Ну какое объективное мнение могло быть у меня по этому делу? На прошлом заседании приемной комиссии этот Олег Орешин, холеный и гладкий мужчина лет пятидесяти в отлично сшитом костюме, сверкая запонками, толстым кольцом и золотым зубом, потребовал вдруг слова и провозгласил жалобу на прозаика Семена Колесниченко, который совершил злостный плагиат. У кого? Да у него, Олега Орешина, поэта-баснописца, члена приемной комиссии, лауреата специальной премии журнала «Станкостроитель». Он, Олег Орешин, два года назад опубликовал в упомянутом журнале сатирическую басню «Медвежьи хлопоты». Каково же было его, Олега Орешина, изумление, когда буквально на днях в декабрьском номере журнала «Советише Гэймланд» он прочитал повесть «Поезд надежды», переведенную с иврита, в точности повторяющую всю ситуацию, весь сюжет и всю расстановку действующих лиц его, Олега Орешина, басни «Медвежьи хлопоты»! Пораженный, он предпринял самостоятельное расследование и установил, что упомянутый С. Колесниченко, произведя плагиат, написал повесть, а потом подсунул ее в редакцию журнала под видом перевода с иврита. С. Колесниченко при этом обманул редакцию, сказавши, что перевод повести прогрессивного израильского писателя имярека осуществил якобы его прикованный к постели друг и т. д., и т. д., и т. п. Он, Олег Орешин, требует, чтобы его товарищи по приемной комиссии помогли ему и т. д., и т. д., и т. п.

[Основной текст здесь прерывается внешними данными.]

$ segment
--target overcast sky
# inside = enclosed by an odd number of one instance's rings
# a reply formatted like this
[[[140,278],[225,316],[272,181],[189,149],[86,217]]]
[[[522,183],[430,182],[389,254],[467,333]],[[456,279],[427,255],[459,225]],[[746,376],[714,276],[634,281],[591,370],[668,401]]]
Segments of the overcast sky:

Самым фантастическим в этой бредовой истории было то, что по меньшей мере треть приемной комиссии горячо приняла к сердцу жалобу О. Орешина и тут же стала с живостью предлагать меры одна другой жутче. Однако силы разума возобладали. Председатель наш, моментально сообразив, что волочь эту склоку на горбу придется лично ему, очень строго объявил: он лично понимает возмущение товарища Орешина, но дело это в компетенцию приемной комиссии никак не входит и отвлекаться на него приемная комиссия никак не может.

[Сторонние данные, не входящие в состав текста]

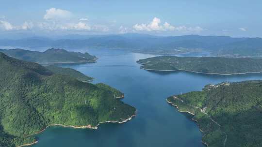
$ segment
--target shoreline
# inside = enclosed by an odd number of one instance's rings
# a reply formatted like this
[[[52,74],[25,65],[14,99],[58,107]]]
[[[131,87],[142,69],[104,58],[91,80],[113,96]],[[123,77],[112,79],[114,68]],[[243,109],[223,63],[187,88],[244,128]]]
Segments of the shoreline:
[[[121,96],[115,97],[116,99],[123,99],[125,97],[125,95],[122,95]]]
[[[38,142],[38,141],[36,141],[33,142],[33,143],[28,144],[25,144],[25,145],[22,145],[22,146],[18,146],[17,147],[25,147],[25,146],[29,146],[33,145],[33,144],[37,144]]]
[[[149,64],[142,64],[141,63],[137,62],[137,63],[140,64],[141,65],[149,65]],[[234,74],[218,74],[218,73],[202,73],[202,72],[195,72],[193,71],[189,71],[189,70],[182,70],[182,69],[178,69],[178,70],[154,70],[154,69],[147,69],[142,67],[142,66],[140,67],[140,69],[147,70],[147,71],[163,71],[163,72],[176,72],[176,71],[183,71],[183,72],[191,72],[191,73],[198,73],[198,74],[211,74],[211,75],[237,75],[237,74],[259,74],[259,73],[262,73],[262,72],[246,72],[246,73],[234,73]]]
[[[168,100],[167,100],[167,99],[166,99],[166,102],[167,102],[167,103],[168,103],[169,104],[171,104],[172,106],[175,106],[177,109],[178,109],[178,112],[181,112],[181,113],[189,113],[191,115],[193,115],[193,116],[195,116],[195,114],[194,114],[193,113],[191,113],[190,112],[189,112],[189,111],[180,111],[179,110],[179,107],[177,105],[175,105],[173,103],[171,102],[169,102],[168,101]],[[195,121],[196,124],[197,125],[197,126],[198,126],[198,129],[199,130],[199,131],[202,132],[202,138],[203,138],[203,131],[202,130],[201,130],[200,128],[199,128],[199,125],[197,123],[197,120],[196,120],[196,119],[194,119],[193,118],[192,118],[191,119],[192,120],[193,120],[194,121]],[[207,147],[208,147],[208,144],[206,143],[206,142],[204,142],[203,141],[203,140],[201,140],[201,142],[206,145]]]
[[[90,129],[97,130],[97,129],[98,129],[98,126],[100,125],[100,124],[101,124],[101,123],[118,123],[119,124],[121,124],[121,123],[126,122],[128,121],[131,120],[132,119],[132,118],[133,117],[135,117],[136,115],[136,112],[135,112],[135,114],[134,115],[131,115],[131,116],[130,116],[128,118],[127,118],[126,119],[124,119],[124,120],[122,120],[122,121],[111,121],[111,120],[108,120],[108,121],[102,121],[102,122],[99,122],[98,123],[98,124],[97,126],[96,126],[95,127],[92,127],[91,125],[90,125],[90,124],[88,125],[87,126],[79,126],[79,127],[75,126],[73,126],[73,125],[65,125],[60,124],[50,124],[50,125],[49,125],[48,126],[47,126],[46,128],[45,128],[44,129],[42,130],[41,131],[39,131],[39,132],[36,132],[36,133],[34,133],[34,134],[33,134],[32,135],[35,135],[36,134],[39,134],[39,133],[44,132],[45,130],[46,130],[46,129],[47,129],[47,128],[48,128],[48,127],[49,127],[50,126],[62,126],[62,127],[63,127],[73,128],[74,129]],[[31,143],[31,144],[25,144],[25,145],[21,145],[21,146],[17,146],[16,147],[22,147],[31,146],[31,145],[33,145],[33,144],[37,144],[38,142],[38,141],[36,141],[34,142],[33,143]]]
[[[67,63],[95,63],[97,62],[96,60],[94,61],[76,61],[76,62],[43,62],[38,63],[39,64],[67,64]]]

Я, грешным делом, подумал тогда, что тем все и кончится. Но нет, видимо, пределов человеческой глупости. Не кончилось это дело. Впрочем, Михеич был прав: бранью-руганью, как и бесплодными сентенциями по поводу пределов глупости, здесь не обойдешься. Я подобрался и, тщательно взвешивая слова, высказался в том смысле, что аргументы Олега Орешина для меня неубедительны. Превращение басни в повесть, даже если таковое имело место, лежит, по моему мнению, за гранью понятия о плагиате. Мне, с другой стороны, бывалому переводчику, было бы очень интересно узнать, как это Колесниченке удалось выдать свое собственное произведение за перевод. На мой взгляд, это просто невозможно.
Вот это была речь не мальчика, но мужа. Михеич выслушал ее, не перебивая, поблагодарил и повесил трубку. О Банной так и не было вспомнено.